What happens to the correlation coefficient when you have outliers in your data?
- It decreases
- It increases
- It may become misleading
- It remains the same
Outliers can greatly affect the correlation coefficient, making it misleading. If outliers are in the same direction, they can inflate the correlation. If they are in opposite directions, they can deflate or even reverse the sign of the correlation. Hence, it's important to handle outliers before conducting correlation analysis.
How does the standard error affect the confidence interval?
- Larger standard error leads to a narrower interval
- Larger standard error leads to a skewed interval
- Larger standard error leads to a wider interval
- Standard error does not affect the confidence interval
Larger standard error leads to a wider confidence interval. The standard error measures the variability in the sampling distribution and a larger standard error suggests more variability, which in turn leads to less precise estimates and wider intervals.
How does the interquartile mean provide a measure of central tendency that is resistant to outliers?
- By focusing on the data between the first and third quartiles
- By focusing only on the highest values in the data
- By focusing only on the lowest values in the data
- By ignoring all outlier values
The interquartile mean focuses on the data between the first quartile (25th percentile) and the third quartile (75th percentile), excluding the lowest 25% and the highest 25% of data points. This makes it less influenced by outliers and extreme values, hence a more robust measure of central tendency for skewed or asymmetrical distributions.
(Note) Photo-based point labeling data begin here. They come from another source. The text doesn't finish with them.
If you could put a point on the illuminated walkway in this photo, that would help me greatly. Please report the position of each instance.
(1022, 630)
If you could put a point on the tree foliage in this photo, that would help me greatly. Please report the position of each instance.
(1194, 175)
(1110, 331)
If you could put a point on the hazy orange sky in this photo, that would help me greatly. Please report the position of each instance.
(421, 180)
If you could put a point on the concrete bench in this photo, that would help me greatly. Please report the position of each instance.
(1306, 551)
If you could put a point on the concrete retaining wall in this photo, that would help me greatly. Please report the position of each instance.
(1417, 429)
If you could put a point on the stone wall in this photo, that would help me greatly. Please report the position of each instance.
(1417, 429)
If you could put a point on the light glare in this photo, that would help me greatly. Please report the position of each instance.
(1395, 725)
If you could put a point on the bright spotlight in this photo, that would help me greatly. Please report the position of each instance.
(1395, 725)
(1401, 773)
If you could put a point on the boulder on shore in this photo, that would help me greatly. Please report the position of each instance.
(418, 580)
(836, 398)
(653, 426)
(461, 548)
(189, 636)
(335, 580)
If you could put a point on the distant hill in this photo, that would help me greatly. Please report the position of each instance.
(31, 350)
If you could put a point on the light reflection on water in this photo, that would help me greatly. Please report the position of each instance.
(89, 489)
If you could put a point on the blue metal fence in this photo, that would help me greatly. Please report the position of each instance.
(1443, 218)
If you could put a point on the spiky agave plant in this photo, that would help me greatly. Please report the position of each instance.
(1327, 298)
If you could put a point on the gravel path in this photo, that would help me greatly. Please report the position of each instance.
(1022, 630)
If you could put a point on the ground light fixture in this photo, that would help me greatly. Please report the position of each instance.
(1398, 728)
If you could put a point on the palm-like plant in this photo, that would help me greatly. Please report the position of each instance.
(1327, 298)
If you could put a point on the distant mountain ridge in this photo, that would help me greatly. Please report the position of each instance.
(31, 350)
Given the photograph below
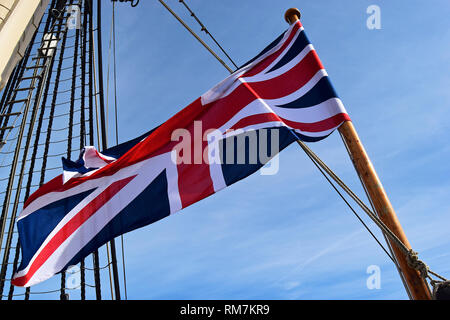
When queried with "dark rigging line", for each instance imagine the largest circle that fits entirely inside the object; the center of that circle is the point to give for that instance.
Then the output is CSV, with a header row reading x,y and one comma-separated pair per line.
x,y
204,29
117,129
229,69
196,36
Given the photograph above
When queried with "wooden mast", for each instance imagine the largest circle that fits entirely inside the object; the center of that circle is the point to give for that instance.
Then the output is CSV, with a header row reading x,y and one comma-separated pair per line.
x,y
369,178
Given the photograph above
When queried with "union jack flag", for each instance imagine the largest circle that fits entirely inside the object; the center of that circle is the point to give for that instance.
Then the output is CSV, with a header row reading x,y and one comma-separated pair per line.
x,y
284,89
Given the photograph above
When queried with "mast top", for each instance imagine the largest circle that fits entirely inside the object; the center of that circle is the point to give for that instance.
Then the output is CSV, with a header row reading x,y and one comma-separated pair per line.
x,y
292,15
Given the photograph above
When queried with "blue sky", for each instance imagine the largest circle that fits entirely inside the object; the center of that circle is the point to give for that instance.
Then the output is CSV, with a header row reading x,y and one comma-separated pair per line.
x,y
289,236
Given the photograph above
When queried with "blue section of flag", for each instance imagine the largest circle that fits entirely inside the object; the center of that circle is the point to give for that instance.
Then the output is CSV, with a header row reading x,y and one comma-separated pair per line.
x,y
148,207
36,227
234,171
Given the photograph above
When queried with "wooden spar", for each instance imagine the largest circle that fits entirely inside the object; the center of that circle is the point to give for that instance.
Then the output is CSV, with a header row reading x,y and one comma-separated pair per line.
x,y
417,286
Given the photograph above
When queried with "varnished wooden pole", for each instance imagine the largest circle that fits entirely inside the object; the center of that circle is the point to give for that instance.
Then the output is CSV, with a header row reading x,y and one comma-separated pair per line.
x,y
417,286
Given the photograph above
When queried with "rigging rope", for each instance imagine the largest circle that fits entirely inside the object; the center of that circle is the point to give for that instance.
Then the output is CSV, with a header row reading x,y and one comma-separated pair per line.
x,y
196,36
204,29
117,127
412,257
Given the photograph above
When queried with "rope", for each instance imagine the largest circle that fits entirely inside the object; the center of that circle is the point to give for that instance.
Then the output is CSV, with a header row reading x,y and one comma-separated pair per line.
x,y
196,36
411,256
204,29
89,7
113,37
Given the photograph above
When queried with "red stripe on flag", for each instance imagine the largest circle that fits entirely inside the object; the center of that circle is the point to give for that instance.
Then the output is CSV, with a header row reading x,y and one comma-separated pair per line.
x,y
268,60
70,227
291,80
319,126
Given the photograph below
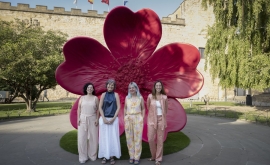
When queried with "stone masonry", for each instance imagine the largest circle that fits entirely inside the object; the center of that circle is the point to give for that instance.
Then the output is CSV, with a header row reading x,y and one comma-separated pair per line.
x,y
187,24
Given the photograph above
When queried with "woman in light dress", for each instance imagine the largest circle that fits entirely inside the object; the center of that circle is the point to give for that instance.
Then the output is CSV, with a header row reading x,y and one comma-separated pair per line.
x,y
134,115
157,104
88,124
109,141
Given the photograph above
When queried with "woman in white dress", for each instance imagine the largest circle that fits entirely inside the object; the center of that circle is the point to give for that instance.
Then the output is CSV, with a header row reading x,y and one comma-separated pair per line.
x,y
88,124
109,141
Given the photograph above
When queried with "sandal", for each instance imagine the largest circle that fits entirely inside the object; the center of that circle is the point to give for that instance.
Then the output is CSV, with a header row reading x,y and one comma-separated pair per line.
x,y
137,162
151,159
131,161
112,161
104,161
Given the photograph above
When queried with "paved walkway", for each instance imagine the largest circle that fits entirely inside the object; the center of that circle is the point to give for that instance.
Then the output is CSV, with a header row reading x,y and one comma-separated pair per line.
x,y
214,141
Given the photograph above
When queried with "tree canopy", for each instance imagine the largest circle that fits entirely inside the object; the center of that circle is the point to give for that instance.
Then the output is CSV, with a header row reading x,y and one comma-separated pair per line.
x,y
29,56
238,46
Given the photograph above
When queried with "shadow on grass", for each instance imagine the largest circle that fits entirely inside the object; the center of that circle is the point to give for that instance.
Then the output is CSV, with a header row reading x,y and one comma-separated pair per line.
x,y
175,142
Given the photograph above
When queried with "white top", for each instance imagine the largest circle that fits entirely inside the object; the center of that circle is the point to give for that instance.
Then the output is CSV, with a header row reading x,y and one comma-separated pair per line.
x,y
159,109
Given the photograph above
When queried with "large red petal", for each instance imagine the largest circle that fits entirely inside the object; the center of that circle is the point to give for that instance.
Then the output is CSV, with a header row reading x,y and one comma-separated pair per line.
x,y
86,60
132,35
176,119
175,65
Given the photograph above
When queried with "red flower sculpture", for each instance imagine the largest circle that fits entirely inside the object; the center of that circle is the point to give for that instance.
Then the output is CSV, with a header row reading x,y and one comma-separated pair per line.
x,y
132,39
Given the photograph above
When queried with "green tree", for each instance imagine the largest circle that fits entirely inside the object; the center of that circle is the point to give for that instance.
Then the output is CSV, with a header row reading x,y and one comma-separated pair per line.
x,y
238,45
29,56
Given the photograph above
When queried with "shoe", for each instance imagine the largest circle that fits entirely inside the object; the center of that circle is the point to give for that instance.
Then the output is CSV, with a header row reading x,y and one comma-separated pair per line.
x,y
157,163
131,161
137,162
112,161
151,159
104,161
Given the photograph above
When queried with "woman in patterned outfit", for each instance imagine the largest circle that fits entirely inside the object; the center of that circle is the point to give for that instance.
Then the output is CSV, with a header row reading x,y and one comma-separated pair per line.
x,y
134,115
157,105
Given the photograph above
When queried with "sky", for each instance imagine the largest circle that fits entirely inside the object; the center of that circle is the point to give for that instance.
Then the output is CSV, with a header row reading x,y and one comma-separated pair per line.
x,y
162,7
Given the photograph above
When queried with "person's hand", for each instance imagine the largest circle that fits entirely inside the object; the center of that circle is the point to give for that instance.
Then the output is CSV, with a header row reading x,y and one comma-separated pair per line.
x,y
105,121
96,122
111,121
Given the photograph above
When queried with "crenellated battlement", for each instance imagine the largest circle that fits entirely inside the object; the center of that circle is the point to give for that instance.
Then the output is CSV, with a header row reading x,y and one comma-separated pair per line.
x,y
56,10
178,21
73,12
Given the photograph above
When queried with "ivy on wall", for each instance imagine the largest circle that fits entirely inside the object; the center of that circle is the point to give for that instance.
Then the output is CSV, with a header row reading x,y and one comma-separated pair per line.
x,y
238,46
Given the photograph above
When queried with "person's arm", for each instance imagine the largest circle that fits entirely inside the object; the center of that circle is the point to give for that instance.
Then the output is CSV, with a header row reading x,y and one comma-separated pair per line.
x,y
79,111
118,108
143,107
125,108
148,102
97,103
166,105
100,109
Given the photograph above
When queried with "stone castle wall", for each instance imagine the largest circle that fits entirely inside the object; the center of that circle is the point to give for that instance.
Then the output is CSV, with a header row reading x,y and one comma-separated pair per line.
x,y
187,24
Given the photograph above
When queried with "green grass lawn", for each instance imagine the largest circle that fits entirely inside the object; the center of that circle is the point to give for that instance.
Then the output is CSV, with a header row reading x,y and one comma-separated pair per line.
x,y
224,103
16,110
175,142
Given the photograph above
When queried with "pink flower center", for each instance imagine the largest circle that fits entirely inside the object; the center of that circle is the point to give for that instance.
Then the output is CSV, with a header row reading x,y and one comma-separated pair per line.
x,y
132,71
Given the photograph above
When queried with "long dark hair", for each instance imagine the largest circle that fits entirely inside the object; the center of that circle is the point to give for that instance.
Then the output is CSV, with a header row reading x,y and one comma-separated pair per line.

In hypothesis testing, a Type I error is committed when the null hypothesis is ______ but we ______ it.
- False, fail to reject
- False, reject
- True, fail to reject
- True, reject
A Type I error, also known as a false positive, occurs when we reject a true null hypothesis. This means we've found evidence of an effect or difference when there really isn't one.
The Breusch-Pagan test and the White test are common methods to detect __________ in the residuals.
- Autocorrelation
- Heteroscedasticity
- Multicollinearity
- Outliers
The Breusch-Pagan test and the White test are common methods used to detect heteroscedasticity in the residuals. Heteroscedasticity refers to the circumstance in which the variability of a variable is unequal across the range of values of a second variable that predicts it.
How does the Akaike Information Criterion (AIC) handle the trade-off between goodness of fit and model complexity in model selection?
- It always prefers a more complex model.
- It always prefers a simpler model.
- It does not consider model complexity.
- It penalizes models with more parameters to avoid overfitting.
The AIC handles the trade-off by introducing a penalty term for the number of parameters in the model. This discourages overfitting and leads to a balance between model fit and complexity.
What information does a box plot provide about a dataset?
- The correlation between variables
- The exact values of all data points
- The mean and standard deviation
- The minimum, first quartile, median, third quartile, and maximum
A box plot (also known as a whisker plot) displays a summary of the distribution of data values, including the minimum, first quartile (Q1), median (Q2), third quartile (Q3), and maximum. The 'box' represents the interquartile range (the distance between Q1 and Q3), and the 'whiskers' represent the range of the data. Outliers may also be plotted as individual points.
Why is sampling without replacement often used in practice?
- It allows for the inclusion of every individual in the population
- It ensures that each selection is independent
- It guarantees that each sample is unique
- It is easier than sampling with replacement
Sampling without replacement is often used in practice because it guarantees that each sample is unique. This means that once an individual is selected, it cannot be chosen again for the same sample. This method can help reduce bias and ensure a more diverse and representative sample.
Why is the Spearman rank correlation considered a non-parametric test?
- It assumes a normal distribution
- It can't handle ordinal data
- It does not assume a normal distribution
- It tests for a linear relationship
The Spearman rank correlation is considered a non-parametric test because it does not assume a normal distribution of data. It only assumes that the variables are ordinal or continuous and that the relationship between them is monotonic.
What are the degrees of freedom in a Chi-square test for a 2x3 contingency table?
- 2
- 3
- 4
- 6
In a Chi-square test, the degrees of freedom for a 2x3 contingency table is (2-1) * (3-1) = 2.